# where to buy climbing gear?



## mbayer (Feb 14, 2010)

Does anyone know a good place to buy climbing gear in the Toledo Ohio area.I woulld much rather go to a store than order off-line.


----------



## ATH (Feb 14, 2010)

The Vermeer Store in Findlay has Sherrill gear. Not a huge selction, but decent. As of last summer, he'll cover shipping if you need to order anything....but for 50 miles one way, you might as well pay your own shipping. Go here: http://www.sherrilltree.com/Store-Locator and search Findlay's zip 45840 for location. Sherrill is definately good stuff!

Are you going to the Ohio Tree Care conference in Columbus this week? There will be numerous vendors there. I know it is short notice, but probably your best bet for good variety. Another trade show that I have been to is the Paul Bunyan Show put on by the Ohio Forestry Association and held in Cambridge - usually during October. A long haul from Toledo, but pretty cool event even if you aren't shopping and there were a lot of vendors selling arborist supplies... These are good times to shop around, but obviously not ideal to wait for trade shows to get something you need in the thick of the work season. The CENTS show in January isn't great for traditional tree care gear.

Depending on what you mean by "climbing gear", Gander Mountain (on Airport Highway) or "Rick's Sporting Goods" - (replace R with D but language filter takes that out...) (located at Franklin Park) will have minimal stuff for rock climbing, but may have what you need in a pinch.

I'm an on-line kind of guy, so I can't provide much other help about real tree care stores in Toledo...


----------



## mndlawn (Feb 14, 2010)

Sherrill Tree usually has stores in Vermeer Dealers.


----------



## treesquirrel (Feb 15, 2010)

mndlawn said:


> Sherrill Tree usually has stores in Vermeer Dealers.

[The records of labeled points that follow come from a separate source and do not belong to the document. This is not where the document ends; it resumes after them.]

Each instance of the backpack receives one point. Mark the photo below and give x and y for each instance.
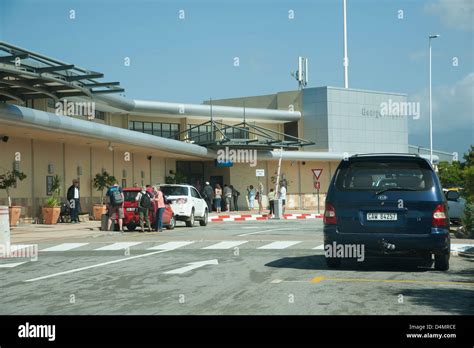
(145, 200)
(116, 197)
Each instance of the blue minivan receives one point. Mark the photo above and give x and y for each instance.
(391, 204)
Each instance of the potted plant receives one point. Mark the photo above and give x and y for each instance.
(8, 180)
(101, 181)
(52, 209)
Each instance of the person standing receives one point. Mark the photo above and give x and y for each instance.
(282, 196)
(160, 205)
(271, 198)
(251, 196)
(208, 194)
(115, 206)
(235, 196)
(218, 198)
(144, 200)
(260, 193)
(74, 200)
(228, 197)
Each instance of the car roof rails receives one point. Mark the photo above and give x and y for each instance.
(386, 154)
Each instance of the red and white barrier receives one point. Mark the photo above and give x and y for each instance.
(256, 217)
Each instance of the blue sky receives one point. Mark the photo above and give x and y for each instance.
(193, 59)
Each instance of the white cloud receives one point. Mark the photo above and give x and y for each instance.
(456, 14)
(453, 111)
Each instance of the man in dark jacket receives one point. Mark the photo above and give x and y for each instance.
(73, 200)
(208, 195)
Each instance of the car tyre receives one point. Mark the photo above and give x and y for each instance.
(172, 223)
(205, 219)
(442, 261)
(190, 220)
(333, 262)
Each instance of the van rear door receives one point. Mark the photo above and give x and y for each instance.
(385, 195)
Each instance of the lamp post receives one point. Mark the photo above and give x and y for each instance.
(431, 113)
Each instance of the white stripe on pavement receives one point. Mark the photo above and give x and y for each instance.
(171, 245)
(64, 247)
(319, 247)
(225, 245)
(11, 265)
(118, 246)
(279, 245)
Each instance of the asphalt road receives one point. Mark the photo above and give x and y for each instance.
(259, 267)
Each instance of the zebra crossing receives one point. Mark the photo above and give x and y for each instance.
(173, 245)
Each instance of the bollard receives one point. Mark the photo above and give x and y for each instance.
(4, 231)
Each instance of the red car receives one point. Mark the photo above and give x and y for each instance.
(131, 217)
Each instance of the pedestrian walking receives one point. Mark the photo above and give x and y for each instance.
(144, 199)
(218, 198)
(73, 197)
(235, 197)
(160, 205)
(228, 197)
(208, 195)
(271, 198)
(251, 193)
(115, 205)
(282, 196)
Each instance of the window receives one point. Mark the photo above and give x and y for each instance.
(376, 176)
(165, 130)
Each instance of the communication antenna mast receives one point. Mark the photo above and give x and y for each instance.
(301, 75)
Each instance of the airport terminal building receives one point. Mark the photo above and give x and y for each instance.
(147, 142)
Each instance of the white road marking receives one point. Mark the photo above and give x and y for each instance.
(11, 265)
(279, 245)
(225, 245)
(269, 230)
(118, 246)
(192, 265)
(95, 266)
(64, 247)
(171, 245)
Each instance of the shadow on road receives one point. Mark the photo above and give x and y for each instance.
(373, 264)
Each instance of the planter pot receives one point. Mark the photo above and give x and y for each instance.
(14, 213)
(98, 210)
(51, 215)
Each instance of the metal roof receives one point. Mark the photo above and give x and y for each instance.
(26, 75)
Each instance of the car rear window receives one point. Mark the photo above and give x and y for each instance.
(380, 175)
(174, 190)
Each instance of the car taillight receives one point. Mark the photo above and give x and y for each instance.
(329, 215)
(440, 219)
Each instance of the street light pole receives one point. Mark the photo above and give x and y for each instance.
(431, 112)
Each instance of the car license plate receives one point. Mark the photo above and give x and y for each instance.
(381, 216)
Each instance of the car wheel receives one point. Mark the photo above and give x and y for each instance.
(205, 219)
(333, 262)
(190, 220)
(442, 261)
(172, 223)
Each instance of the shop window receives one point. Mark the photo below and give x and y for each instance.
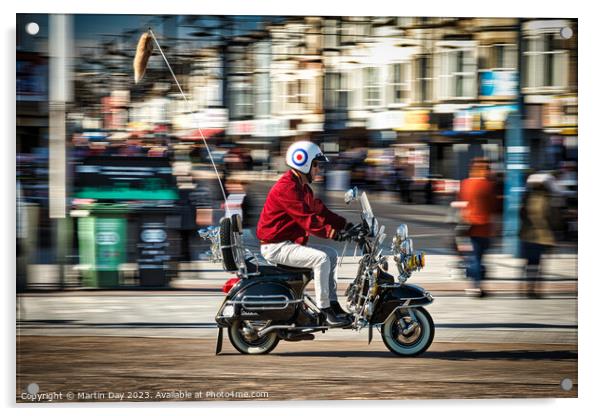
(546, 63)
(457, 76)
(372, 93)
(399, 83)
(423, 82)
(335, 91)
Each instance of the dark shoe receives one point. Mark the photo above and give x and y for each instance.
(332, 319)
(338, 309)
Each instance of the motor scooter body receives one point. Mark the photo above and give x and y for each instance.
(273, 295)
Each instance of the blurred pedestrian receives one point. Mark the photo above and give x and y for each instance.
(478, 191)
(404, 180)
(539, 220)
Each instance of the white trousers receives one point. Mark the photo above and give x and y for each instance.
(321, 259)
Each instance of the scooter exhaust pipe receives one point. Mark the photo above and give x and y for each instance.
(296, 328)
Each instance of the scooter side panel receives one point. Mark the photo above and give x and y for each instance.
(405, 295)
(260, 299)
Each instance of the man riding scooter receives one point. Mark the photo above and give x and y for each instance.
(290, 215)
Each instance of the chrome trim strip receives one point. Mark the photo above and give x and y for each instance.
(402, 307)
(259, 303)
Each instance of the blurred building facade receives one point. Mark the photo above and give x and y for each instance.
(434, 91)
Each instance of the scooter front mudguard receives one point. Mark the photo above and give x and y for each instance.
(407, 296)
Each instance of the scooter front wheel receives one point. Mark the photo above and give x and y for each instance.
(243, 337)
(406, 337)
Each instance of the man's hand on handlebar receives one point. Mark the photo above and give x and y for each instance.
(350, 232)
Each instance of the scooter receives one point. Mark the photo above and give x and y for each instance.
(267, 303)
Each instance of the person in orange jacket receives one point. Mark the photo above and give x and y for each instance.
(478, 191)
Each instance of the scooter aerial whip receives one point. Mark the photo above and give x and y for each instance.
(143, 53)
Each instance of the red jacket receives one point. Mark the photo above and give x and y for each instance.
(291, 213)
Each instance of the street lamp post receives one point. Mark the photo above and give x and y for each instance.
(517, 162)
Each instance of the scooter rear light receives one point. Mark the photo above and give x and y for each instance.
(229, 284)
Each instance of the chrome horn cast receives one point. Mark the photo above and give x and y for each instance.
(403, 254)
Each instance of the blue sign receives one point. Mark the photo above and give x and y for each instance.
(499, 83)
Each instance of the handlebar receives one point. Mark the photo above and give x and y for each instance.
(355, 233)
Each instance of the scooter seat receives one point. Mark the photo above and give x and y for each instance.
(294, 269)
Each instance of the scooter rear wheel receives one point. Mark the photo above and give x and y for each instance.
(241, 334)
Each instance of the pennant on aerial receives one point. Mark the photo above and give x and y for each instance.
(143, 53)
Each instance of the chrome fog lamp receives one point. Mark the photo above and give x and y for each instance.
(402, 232)
(407, 247)
(351, 195)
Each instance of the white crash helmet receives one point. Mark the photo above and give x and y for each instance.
(300, 155)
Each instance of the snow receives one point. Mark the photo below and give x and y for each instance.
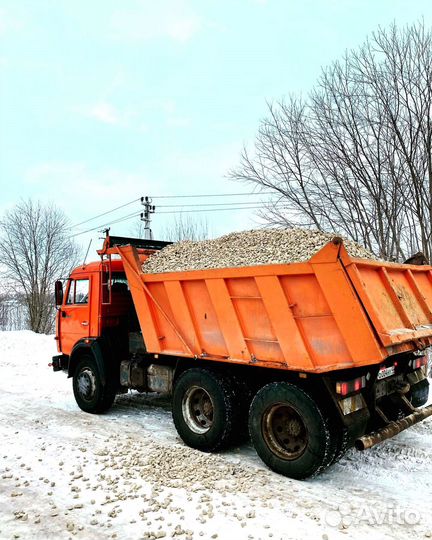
(127, 475)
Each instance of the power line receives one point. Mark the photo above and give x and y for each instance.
(203, 204)
(171, 197)
(104, 213)
(212, 195)
(136, 214)
(211, 209)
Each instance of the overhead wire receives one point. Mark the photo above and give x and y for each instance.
(198, 207)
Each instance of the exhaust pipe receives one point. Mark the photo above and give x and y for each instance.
(392, 429)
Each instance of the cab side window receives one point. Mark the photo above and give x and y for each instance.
(71, 292)
(81, 291)
(78, 292)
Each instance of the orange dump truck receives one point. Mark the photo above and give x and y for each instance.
(308, 358)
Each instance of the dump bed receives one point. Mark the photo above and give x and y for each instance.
(331, 312)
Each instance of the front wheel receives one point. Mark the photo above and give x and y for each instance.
(91, 394)
(289, 431)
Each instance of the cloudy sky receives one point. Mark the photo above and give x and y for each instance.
(105, 101)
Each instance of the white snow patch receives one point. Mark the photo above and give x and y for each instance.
(126, 474)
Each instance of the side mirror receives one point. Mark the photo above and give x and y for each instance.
(59, 293)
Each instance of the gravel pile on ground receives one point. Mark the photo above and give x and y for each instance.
(247, 248)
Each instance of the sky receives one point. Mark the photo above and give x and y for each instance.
(102, 101)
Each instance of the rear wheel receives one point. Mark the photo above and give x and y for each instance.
(289, 431)
(91, 394)
(204, 409)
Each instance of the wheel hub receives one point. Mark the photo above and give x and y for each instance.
(284, 431)
(198, 410)
(86, 384)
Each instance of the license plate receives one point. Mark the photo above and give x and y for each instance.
(383, 373)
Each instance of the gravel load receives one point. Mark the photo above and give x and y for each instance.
(246, 248)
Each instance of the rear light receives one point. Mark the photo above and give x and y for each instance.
(346, 387)
(419, 362)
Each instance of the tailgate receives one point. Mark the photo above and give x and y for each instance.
(396, 297)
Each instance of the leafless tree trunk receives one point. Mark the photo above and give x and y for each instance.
(35, 250)
(355, 156)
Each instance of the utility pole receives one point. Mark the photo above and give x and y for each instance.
(149, 209)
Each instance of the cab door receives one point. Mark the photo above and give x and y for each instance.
(74, 316)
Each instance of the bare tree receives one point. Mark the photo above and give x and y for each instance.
(355, 156)
(35, 250)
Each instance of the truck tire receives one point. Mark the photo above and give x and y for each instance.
(289, 431)
(90, 393)
(204, 409)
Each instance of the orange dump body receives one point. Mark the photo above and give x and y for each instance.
(331, 312)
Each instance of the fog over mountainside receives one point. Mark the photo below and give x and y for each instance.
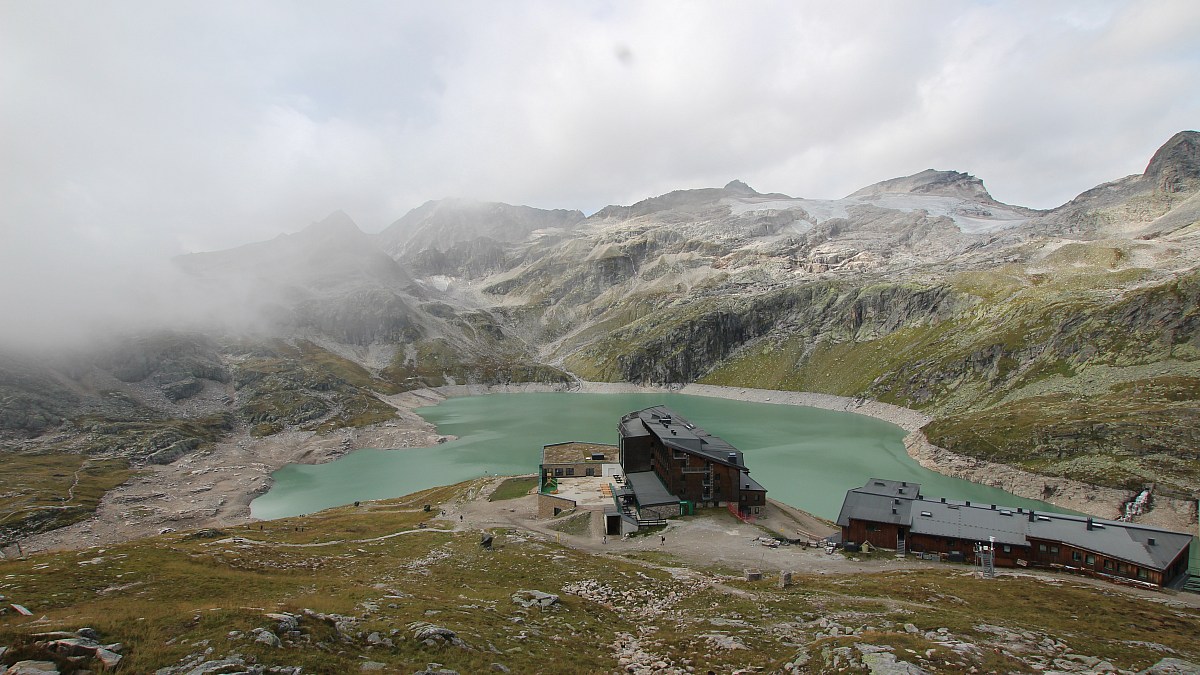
(1063, 341)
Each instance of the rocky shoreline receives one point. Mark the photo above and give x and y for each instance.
(215, 488)
(1074, 495)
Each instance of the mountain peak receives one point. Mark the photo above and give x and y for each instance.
(739, 187)
(931, 181)
(335, 222)
(1176, 165)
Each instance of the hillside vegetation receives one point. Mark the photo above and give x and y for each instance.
(393, 587)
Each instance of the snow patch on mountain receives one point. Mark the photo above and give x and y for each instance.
(971, 217)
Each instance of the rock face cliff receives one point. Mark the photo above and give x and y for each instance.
(1063, 341)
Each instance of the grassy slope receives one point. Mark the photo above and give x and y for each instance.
(43, 491)
(174, 596)
(1067, 375)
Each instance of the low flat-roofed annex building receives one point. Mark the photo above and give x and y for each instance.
(570, 459)
(700, 470)
(894, 514)
(580, 476)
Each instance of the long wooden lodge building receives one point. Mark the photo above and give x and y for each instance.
(893, 514)
(673, 466)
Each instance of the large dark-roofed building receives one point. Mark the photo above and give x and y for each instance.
(895, 515)
(695, 466)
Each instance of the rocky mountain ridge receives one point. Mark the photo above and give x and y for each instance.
(1062, 341)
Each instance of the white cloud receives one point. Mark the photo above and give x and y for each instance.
(135, 129)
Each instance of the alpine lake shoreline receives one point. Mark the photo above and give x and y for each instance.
(216, 488)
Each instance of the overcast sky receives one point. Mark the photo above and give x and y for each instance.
(150, 129)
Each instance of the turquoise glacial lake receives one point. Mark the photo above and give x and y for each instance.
(804, 457)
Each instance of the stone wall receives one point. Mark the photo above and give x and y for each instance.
(547, 503)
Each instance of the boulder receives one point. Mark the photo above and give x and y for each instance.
(33, 668)
(532, 598)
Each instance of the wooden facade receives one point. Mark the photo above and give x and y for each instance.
(693, 465)
(893, 514)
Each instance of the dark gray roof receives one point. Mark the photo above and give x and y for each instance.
(631, 426)
(649, 489)
(677, 432)
(750, 483)
(875, 508)
(891, 488)
(973, 521)
(1123, 541)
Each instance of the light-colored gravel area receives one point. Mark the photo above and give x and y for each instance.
(215, 488)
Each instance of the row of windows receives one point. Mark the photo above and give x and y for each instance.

Yep, thats where I go. If I need something big that costs extra for shipping it makes it nice as they will order it as part of their normal bi-weekly stock order and I pay zero shipping. Think pole saws, GRCS, or other heavy or long items.


----------



## tree md (Feb 15, 2010)

treesquirrel said:


> Yep, thats where I go. If I need something big that costs extra for shipping it makes it nice as they will order it as part of their normal bi-weekly stock order and I pay zero shipping. Think pole saws, GRCS, or other heavy or long items.



X2

However, We used to buy all of our stuff at American Chainsaw when I worked Atlanta. They had a pretty wide selection of stuff to buy , more so than Vermeer but they were pretty spendy. That's actually why I started buying my gear online. I found Sherrill's website not long after I discovered the internet and they beat American Chainsaw's prices all to hell. Even with shipping costs.


----------



## ATH (Feb 15, 2010)

Met somebody from Treeman Supply (another site sponsor) today at the Ohio Tree Care Conference. They are from Morenci, MI which is about 40 miles almost due west of Toledo - just north of the border.


----------